Much of the blogosphere is in a dither over why Amazon.com is bothering to join the appallingly unprofitable online music business--late, to boot. I don't doubt that for the long term, Amazon CEO Jeff Bezos recognizes that the company needs to be in digital music. So it has to establish a beachhead.

I also don't doubt that the record companies aren't going to let Amazon make any more money than anyone else. And it's well-known that even market leader Apple is making little or no money on downloads themselves. Nor have subscriptions, which my colleague Cliff Edwards confirms are the heart of Amazon's music offering, proved to be profitable. And clearly, Amazon's not going to make money on a subsidized music player.

So here's what I wonder: Could the music store, at least for now, be just a come-on for everything else Amazon sells--a loss leader not for music hardware, as it is for Apple with its iPod, but for all the other hard goods Amazon sells?
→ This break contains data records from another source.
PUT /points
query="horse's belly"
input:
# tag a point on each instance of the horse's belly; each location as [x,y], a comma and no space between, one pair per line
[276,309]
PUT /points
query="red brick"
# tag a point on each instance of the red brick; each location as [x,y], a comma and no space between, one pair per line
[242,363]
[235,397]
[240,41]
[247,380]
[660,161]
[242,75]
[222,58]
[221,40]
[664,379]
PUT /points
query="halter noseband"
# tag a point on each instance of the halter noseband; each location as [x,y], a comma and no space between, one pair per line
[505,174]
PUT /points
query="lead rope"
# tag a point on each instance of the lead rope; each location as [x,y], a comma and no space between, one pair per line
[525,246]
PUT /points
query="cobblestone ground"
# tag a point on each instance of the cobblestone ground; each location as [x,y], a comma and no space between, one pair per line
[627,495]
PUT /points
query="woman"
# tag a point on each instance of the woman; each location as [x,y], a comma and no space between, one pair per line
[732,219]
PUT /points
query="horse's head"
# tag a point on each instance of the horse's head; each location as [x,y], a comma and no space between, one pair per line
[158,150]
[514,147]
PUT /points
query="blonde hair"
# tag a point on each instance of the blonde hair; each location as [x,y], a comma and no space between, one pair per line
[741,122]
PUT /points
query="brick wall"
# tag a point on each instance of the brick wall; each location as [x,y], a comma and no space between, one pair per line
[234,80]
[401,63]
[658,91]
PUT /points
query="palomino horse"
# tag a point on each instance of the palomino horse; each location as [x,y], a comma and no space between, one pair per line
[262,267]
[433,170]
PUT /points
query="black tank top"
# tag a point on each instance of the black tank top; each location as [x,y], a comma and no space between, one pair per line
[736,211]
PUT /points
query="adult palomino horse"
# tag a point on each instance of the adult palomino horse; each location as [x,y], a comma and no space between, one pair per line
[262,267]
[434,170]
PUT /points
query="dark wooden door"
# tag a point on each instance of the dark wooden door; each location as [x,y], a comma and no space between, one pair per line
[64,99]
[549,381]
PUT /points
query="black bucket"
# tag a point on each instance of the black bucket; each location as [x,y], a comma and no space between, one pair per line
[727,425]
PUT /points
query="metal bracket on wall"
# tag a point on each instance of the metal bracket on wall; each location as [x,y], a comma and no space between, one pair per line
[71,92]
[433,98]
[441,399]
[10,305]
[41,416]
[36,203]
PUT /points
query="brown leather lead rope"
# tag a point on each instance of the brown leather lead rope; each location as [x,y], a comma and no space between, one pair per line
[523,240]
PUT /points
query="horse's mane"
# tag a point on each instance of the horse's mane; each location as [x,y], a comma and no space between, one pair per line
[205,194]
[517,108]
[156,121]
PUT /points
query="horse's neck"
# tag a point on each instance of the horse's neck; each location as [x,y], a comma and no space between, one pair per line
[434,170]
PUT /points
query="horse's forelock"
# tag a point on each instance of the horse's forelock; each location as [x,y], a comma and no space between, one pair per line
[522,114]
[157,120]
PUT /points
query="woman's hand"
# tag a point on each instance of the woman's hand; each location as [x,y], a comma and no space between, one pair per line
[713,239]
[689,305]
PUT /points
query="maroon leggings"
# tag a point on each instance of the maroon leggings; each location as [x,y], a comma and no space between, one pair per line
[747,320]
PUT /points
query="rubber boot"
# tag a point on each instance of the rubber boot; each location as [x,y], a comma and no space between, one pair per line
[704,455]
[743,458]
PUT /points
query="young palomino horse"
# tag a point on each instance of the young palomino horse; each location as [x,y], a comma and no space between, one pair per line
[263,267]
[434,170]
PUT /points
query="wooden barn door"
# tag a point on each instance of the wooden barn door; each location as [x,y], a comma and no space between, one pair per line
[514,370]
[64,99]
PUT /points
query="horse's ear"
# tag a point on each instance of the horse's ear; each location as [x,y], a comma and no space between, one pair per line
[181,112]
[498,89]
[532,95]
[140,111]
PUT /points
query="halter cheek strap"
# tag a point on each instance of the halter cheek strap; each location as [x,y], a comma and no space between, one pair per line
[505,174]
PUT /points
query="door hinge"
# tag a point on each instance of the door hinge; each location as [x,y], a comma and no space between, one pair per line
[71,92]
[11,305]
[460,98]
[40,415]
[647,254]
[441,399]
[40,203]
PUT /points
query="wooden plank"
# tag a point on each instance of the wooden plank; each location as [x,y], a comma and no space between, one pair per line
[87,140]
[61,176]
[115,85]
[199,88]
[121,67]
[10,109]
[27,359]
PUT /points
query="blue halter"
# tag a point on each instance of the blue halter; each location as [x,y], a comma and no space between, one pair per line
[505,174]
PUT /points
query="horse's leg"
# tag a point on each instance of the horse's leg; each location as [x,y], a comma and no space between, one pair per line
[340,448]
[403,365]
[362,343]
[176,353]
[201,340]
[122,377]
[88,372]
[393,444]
In a way, says Eric Garland, CEO of the digital media measurement company BigChampagne, "it's the same play as Apple. The media becomes a loss leader for physical goods" from TVs to kitchen mixers to Xboxes and all the other nonmedia stuff that a lot of people still don't know Amazon sells.

Maybe. As a marketing ploy, though, it's a pretty expensive one, since Amazon has hired a bunch of people for its digital media efforts. Possibly too many. Something doesn't quite compute here. But Bezos is no fool. It's a good bet we'll see some surprises by the time Amazon launches its music offering this summer.